Background
Improving rigor and transparency measures should lead to improvements in reproducibility across the scientific literature; however, the assessment of measures of transparency tends to be very difficult if performed manually.
Objective
This study addresses the enhancement of the Rigor and Transparency Index (RTI, version 2.0), which attempts to automatically assess the rigor and transparency of journals, institutions, and countries using manuscripts scored on criteria found in reproducibility guidelines (eg, Materials Design, Analysis, and Reporting checklist criteria).
Methods
The RTI tracks 27 entity types using natural language processing techniques such as Bidirectional Long Short-term Memory Conditional Random Field–based models and regular expressions; this allowed us to assess over 2 million papers accessed through PubMed Central.
Results
Between 1997 and 2020 (where data were readily available in our data set), rigor and transparency measures showed general improvement (RTI 2.29 to 4.13), suggesting that authors are taking the need for improved reporting seriously.
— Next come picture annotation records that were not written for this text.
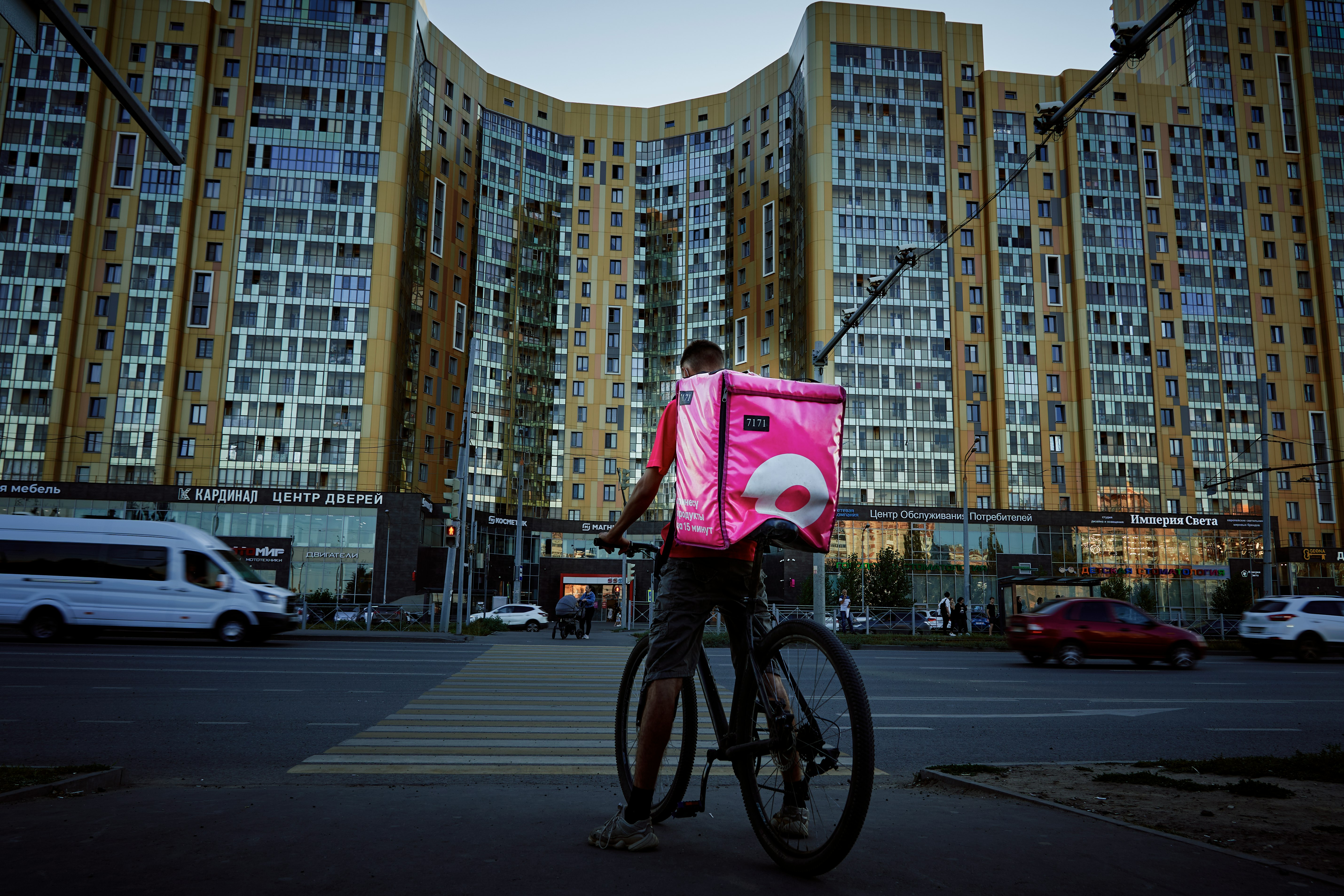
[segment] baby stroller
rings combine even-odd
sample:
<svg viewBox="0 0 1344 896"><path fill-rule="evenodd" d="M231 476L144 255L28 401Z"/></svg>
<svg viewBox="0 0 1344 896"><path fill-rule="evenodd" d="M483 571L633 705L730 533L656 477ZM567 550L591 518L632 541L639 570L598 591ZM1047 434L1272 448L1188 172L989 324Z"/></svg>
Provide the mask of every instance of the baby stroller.
<svg viewBox="0 0 1344 896"><path fill-rule="evenodd" d="M579 607L578 600L574 595L564 595L560 598L559 603L555 604L555 625L551 626L551 639L555 639L555 633L560 633L560 639L574 635L579 635Z"/></svg>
The top-scoring journals in 2020 were the Journal of Neurochemistry (6.23), British Journal of Pharmacology (6.07), and Nature Neuroscience (5.93). We extracted the institution and country of origin from the author affiliations to expand our analysis beyond journals. Among institutions publishing >1000 papers in 2020 (in the PubMed Central open access set), Capital Medical University (4.75), Yonsei University (4.58), and University of Copenhagen (4.53) were the top performers in terms of RTI. In country-level performance, we found that Ethiopia and Norway consistently topped the RTI charts of countries with 100 or more papers per year. In addition, we tested our assumption that the RTI may serve as a reliable proxy for scientific replicability (ie, a high RTI represents papers containing sufficient information for replication efforts). Using work by the Reproducibility Project: Cancer Biology, we determined that replication papers (RTI 7.61, SD 0.78) scored significantly higher (P<.001) than the original papers (RTI 3.39, SD 1.12), which according to the project required additional information from authors to begin replication efforts.
Conclusions
These results align with our view that RTI may serve as a reliable proxy for scientific replicability. Unfortunately, RTI measures for journals, institutions, and countries fall short of the replicated paper average. If we consider the RTI of these replication studies as a target for future manuscripts, more work will be needed to ensure that the average manuscript contains sufficient information for replication attempts.